Sorry, Burg. It's a hoax. From Snopes:


Quote:

Origins: In September 2005, the U.S. was still reeling from the physical, emotional, and political fallout of Hurricane Katrina (and several other recent severe storms), and national debate was ongoing about the Pledge of Allegiance and the appropriateness of its reference to the U.S. as one nation "under God." That month, comedian Jay Leno riffed on the emotional climate of America in one of his Tonight Show opening monologues:



As you know Hurricane Rita is headed toward Florida, Texas and Louisiana. Another hurricane! It's like the ninth hurricane this season. Maybe this is not a good time to take God out of the Pledge of Allegiance.
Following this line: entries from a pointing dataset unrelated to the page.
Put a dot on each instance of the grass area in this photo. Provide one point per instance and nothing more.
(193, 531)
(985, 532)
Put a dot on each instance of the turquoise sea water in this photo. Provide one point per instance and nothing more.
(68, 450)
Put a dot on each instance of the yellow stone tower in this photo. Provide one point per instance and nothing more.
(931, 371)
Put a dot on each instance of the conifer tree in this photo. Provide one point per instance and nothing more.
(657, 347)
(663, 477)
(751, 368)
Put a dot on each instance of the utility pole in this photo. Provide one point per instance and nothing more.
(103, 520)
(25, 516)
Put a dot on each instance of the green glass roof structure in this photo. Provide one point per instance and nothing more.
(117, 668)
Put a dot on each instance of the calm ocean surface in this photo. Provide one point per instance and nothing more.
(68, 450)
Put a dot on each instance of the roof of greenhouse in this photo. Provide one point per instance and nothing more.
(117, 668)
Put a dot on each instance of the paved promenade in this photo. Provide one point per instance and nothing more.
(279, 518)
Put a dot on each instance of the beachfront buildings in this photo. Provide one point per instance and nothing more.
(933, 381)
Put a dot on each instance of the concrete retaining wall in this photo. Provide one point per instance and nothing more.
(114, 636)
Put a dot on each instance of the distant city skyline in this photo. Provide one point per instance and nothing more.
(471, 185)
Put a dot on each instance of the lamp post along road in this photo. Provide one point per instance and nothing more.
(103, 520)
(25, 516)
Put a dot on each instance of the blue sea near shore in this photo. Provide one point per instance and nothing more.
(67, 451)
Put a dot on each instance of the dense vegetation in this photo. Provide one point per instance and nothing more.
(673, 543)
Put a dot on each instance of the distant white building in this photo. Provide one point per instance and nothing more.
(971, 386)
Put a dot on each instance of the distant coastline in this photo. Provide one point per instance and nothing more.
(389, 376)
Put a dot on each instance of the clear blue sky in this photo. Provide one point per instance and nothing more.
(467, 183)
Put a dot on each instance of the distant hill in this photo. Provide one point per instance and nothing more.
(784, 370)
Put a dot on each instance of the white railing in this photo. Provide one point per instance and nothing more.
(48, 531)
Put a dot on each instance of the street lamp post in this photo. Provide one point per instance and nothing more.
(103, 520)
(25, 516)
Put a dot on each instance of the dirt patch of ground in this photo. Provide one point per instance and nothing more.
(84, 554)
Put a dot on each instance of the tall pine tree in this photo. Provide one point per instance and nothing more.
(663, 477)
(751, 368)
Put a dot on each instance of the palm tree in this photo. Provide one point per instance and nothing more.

A year later, Craig R. Smith penned the above-reproduced essay exhorting Americans to focus on the positive aspects of their country rather than the bad events that typically comprise our daily news fodder. By March 2007 the original had been altered through multiple e-mail forwards, with the closing paragraphs (which quoted B.C. Forbes) removed and a paraphrase of Jay Leno's joke (with misplaced quotation marks) appended to the end, creating the mistaken impression that the talk show host was the author of the entire piece (as evidenced by its new opening line, "Jay Leno hits the nail on the head ..."). However, only the last sentence originated with the lantern-jawed comedian; the rest is the work of someone else.






It seems that it's also been attributed to Letterman.